La demanderesse justifie par ailleurs que la société ADR reste lui devoir une somme de 19.023,25 euros, somme arrêtée au 21 novembre 2025 (loyers et indemnités d’occupation).
La société ADR sera par conséquent condamnée à titre provisionnel au paiement de cette somme.
La société ADR, succombant, sera également condamnée aux dépens qui pourront être recouvrés conformément aux dispositions de l’article 699 du code de procédure civile et qui comprendront le coût du commandement de payer du 21 octobre 2025.

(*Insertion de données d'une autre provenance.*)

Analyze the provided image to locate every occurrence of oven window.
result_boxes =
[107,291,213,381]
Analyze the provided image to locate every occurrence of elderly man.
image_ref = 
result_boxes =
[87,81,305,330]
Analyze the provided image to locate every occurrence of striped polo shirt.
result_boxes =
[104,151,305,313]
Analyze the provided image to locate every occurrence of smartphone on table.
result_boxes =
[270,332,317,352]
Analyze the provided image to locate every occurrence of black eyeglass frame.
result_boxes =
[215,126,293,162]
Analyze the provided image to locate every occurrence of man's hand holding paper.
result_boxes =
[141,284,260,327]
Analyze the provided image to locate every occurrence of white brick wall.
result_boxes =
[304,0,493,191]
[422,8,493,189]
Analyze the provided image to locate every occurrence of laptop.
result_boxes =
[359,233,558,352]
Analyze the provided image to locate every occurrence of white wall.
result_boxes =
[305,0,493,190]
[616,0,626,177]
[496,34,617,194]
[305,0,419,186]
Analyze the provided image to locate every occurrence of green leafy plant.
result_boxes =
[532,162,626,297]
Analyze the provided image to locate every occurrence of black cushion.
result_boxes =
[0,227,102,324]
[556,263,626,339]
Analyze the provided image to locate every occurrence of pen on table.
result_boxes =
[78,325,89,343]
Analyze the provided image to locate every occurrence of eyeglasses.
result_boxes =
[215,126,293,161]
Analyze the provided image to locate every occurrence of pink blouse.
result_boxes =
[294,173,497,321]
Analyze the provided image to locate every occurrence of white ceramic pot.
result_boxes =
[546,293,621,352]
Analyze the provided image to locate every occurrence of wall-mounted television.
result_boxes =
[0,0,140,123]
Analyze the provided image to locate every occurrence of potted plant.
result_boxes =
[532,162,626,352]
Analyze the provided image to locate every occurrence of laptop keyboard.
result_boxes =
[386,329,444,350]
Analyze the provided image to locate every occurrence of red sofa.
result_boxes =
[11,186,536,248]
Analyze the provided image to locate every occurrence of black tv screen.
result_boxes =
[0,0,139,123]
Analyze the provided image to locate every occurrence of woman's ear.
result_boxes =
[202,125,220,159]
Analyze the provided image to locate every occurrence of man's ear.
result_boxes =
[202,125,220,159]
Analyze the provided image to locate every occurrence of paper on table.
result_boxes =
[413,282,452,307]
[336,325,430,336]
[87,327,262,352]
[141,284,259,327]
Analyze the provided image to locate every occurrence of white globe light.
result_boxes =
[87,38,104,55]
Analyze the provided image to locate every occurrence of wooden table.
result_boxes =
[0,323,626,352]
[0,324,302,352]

Enfin, l’équité commande d’allouer à la SCI DELACAMP la somme prévue au dispositif au titre des frais exposés et non compris dans les dépens.
PAR CES MOTIFS
Statuant en référé, par remise au greffe le jour du délibéré, après débats en audience publique, par décision contradictoire et en premier ressort,
Constatons la résiliation du bail par l’effet d’une clause résolutoire le 22 novembre 2025 ;
Ordonnons, si besoin avec le concours de la force publique et l’assistance d’un serrurier, l’expulsion de la société ADR et de tous occupants de leur chef hors des locaux situés locaux situés situés [Adresse 3] à [Localité 1] ;
Disons que les meubles et objets mobiliers se trouvant sur place donneront lieu à l’application des dispositions des articles L. 433-1 et L. 433-2 du code des procédures civiles d’exécution ;
Condamnons la société ADR à payer à la SCI DELACAMP une indemnité d’occupation à compter de la résiliation du contrat et jusqu’à la libération effective des lieux, égale au montant du loyer, augmentée des charges et taxes afférentes qu’ils auraient dû payer si le bail ne s’était pas trouvé résilié;
Condamnons la société ADR à payer à la SCI DELACAMP la somme de 19.023,25 euros ;
Condamnons la société ADR à supporter la charge des dépens qui pourront être recouvrés conformément aux dispositions de l’article 699 du code de procédure civile et qui comprendront le coût du commandement de payer du 21 octobre 2025 ;
Condamnons la société ADR à payer à la SCI DELACAMP la somme de 1.500 euros sur le fondement de l’article 700 du code de procédure civile ;
Rejetons toutes autres demandes plus amples ou contraires ;
Rappelons que la présente décision est exécutoire par provision.
AINSI JUGÉ AU PALAIS DE JUSTICE DE BOBIGNY, LE 20 AVRIL 2026.